Die kulturwissenschaftliche Nationsforschung geht zwar davon aus, dass nationale Identität nicht auf "natürlichen" Eigenschaften eines Volkes beruht, sondern das Ergebnis erfolgreicher nationaler Identitätspolitik ist. Der Wirkungsmacht dieser Vorstellungen tut das wenig Abbruch, wie alltägliche Formulierungen zeigen: "Wir" haben Schirennen gewonnen oder Fußballspiele verloren.
"Einen Binnenmarkt kann man nicht lieben"
Dem erfolgreichen Identitätsmanagement auf nationaler Ebene steht ein Defizit auf EU-Ebene gegenüber.
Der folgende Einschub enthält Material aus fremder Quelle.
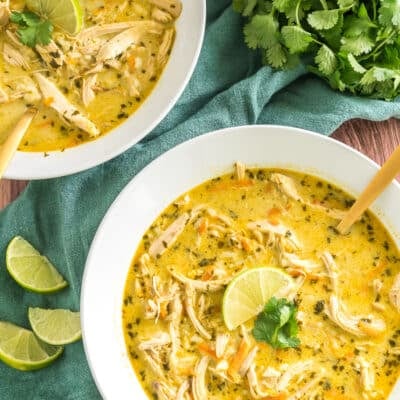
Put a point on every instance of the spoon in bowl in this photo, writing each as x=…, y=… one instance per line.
x=10, y=146
x=389, y=170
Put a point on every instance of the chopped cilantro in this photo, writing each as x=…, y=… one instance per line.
x=354, y=45
x=32, y=29
x=277, y=324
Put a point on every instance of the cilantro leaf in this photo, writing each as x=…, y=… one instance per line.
x=277, y=324
x=326, y=60
x=389, y=13
x=323, y=19
x=296, y=38
x=32, y=30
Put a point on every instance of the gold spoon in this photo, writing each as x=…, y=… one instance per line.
x=11, y=144
x=389, y=170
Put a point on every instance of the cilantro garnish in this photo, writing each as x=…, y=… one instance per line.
x=32, y=29
x=354, y=45
x=277, y=324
Seit Mitte der 90er Jahre verstärken sich die Bemühungen, analog zum Nationalstaat auch auf EU-Ebene ein Gefühl der Zugehörigkeit zu entfachen.

"Einen Binnenmarkt kann man nicht lieben" - dieser vielzitierte Ausspruch von Jacques Delors markiert den Ausgangspunkt für zahlreiche Initiativen einer Suche nach den "Wurzeln" und der "Seele" Europas.
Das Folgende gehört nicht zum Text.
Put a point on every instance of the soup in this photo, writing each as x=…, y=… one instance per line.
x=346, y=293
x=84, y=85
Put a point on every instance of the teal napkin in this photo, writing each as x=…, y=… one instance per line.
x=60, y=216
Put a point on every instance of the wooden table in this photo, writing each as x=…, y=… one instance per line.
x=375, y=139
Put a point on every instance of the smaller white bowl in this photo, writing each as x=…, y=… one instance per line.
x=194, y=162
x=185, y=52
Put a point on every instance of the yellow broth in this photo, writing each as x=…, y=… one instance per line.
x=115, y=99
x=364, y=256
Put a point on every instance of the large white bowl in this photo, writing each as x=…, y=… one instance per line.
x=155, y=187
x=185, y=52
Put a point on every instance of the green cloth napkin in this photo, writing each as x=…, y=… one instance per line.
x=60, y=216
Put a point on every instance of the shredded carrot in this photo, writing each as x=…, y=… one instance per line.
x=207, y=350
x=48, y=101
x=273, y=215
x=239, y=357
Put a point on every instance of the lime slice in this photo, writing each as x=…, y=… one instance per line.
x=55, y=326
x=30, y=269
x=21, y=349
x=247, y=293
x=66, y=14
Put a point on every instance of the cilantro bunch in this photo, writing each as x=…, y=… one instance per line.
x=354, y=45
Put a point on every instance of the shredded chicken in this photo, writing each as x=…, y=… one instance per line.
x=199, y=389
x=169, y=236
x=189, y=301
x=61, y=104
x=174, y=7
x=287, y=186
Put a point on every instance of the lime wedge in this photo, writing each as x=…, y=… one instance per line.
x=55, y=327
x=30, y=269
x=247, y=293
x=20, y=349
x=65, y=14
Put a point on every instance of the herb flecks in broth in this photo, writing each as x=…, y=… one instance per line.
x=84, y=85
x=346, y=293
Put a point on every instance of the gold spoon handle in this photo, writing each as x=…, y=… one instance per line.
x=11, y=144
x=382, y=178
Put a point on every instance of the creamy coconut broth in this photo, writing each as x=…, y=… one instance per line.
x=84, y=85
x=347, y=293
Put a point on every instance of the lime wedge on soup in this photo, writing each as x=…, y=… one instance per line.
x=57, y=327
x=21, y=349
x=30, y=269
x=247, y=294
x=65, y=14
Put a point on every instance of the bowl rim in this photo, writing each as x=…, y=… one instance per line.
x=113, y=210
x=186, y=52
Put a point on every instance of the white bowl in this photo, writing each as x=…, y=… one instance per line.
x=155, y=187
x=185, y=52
Diese Suche orientiert sich naturgemäß am Erfolgsmodell des Nationalen - und damit an den traditionellen Instrumenten nationaler Identitätsstiftung. Die Idee, dass die "Seele Europas" auf einer gemeinsamen Kultur und Geschichte beruhe, liegt etwa dem Bildprogramm der Euro-Banknoten zugrunde, insbesondere dem seit 1997 diskutierten Plan eines europäischen Geschichtsmuseums.

Dagegen regte sich allerdings rasch Widerspruch: Läuft nicht ein europäisches Geschichtsmuseum Gefahr, genau jene Festschreibung von Geschichte im Dienste des "nation building" nun auf supranationaler Ebene zu wiederholen?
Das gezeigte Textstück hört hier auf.